The state court also refused to apply the holding in a recent contrary federal district court decision, Jones v. ConAgra Foods, Inc., 912 F. Supp. 2nd 889 (N.D. CA 2012) (refusing to dismiss a potential class action claiming that ConAgra’s products contained disqualified ingredients under OFPA); instead, the state court relied on the logic and holding of a federal appeals court’s partial dismissal of Colorado state law claims related to organic certification. See, Aurora Dairy Corp. Organic Milk Mktg. & Sales Practices Litig. v. Aurora Organic Dairy, 621 F.3d 781 (8th Cir. 2010) (holding that OFPA does not provide for private enforcement under either federal or state law). In Aurora Dairy, while private enforcement of organic certification under OFPA was rejected, the court permitted continuation of a portion of the case that alleged that the packaging and advertising of the organic milk implied treatment and conditions beyond that required for organic certification under OFPA.

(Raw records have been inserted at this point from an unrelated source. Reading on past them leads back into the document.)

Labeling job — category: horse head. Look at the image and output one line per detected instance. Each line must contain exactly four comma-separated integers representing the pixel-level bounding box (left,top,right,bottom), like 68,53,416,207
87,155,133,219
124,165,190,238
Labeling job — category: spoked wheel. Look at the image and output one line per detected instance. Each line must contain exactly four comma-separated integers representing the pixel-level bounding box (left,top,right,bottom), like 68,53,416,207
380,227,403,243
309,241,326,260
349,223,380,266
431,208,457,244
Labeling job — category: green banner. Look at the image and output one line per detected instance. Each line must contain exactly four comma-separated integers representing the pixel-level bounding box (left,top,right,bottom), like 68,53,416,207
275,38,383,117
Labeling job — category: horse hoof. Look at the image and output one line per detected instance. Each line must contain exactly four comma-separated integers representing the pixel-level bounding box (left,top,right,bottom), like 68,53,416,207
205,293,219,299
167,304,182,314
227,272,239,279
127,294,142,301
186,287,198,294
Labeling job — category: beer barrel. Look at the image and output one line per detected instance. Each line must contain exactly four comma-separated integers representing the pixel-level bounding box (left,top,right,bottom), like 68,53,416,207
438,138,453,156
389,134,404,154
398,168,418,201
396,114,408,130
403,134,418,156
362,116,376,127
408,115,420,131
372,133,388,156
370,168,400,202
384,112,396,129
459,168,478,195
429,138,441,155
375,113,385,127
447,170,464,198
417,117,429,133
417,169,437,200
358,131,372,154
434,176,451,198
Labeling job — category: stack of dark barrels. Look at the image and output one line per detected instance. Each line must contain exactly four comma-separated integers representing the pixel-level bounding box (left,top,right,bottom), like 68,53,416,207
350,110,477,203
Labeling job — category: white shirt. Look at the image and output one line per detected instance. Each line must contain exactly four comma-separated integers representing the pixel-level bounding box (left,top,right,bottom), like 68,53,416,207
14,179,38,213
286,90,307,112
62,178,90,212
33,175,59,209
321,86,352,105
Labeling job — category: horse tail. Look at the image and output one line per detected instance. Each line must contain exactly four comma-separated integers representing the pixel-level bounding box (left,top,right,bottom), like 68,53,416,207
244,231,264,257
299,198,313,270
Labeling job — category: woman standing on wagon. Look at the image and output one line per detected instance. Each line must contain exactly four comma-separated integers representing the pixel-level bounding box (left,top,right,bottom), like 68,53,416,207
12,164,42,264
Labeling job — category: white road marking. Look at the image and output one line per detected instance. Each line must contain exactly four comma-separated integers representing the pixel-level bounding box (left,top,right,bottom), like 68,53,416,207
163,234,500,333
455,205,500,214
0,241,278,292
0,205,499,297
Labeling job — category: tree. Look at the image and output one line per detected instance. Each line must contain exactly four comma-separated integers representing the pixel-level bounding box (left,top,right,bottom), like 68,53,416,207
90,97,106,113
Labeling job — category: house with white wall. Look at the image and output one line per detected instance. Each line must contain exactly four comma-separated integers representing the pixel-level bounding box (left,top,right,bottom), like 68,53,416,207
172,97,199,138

The distinction between a simple organic certification claim and going beyond that claim with additional labeling or advertising is an important and critical distinction, while the ConAgra holding appears to obliterate any such distinction. Indeed the Quesada discussion of OFPA and Aurora Dairy is more complete and robust than the federal district court decision in ConAgra.
For now, companies facing these kinds of claims should continue to argue that OFPA preempts California’s UCL. But just as importantly, companies should be alert to the risk of making claims or assertions beyond “USDA Organic,” and be aware that at least one federal district court permits UCL claims generally under California’s (but not OFPA) organic program.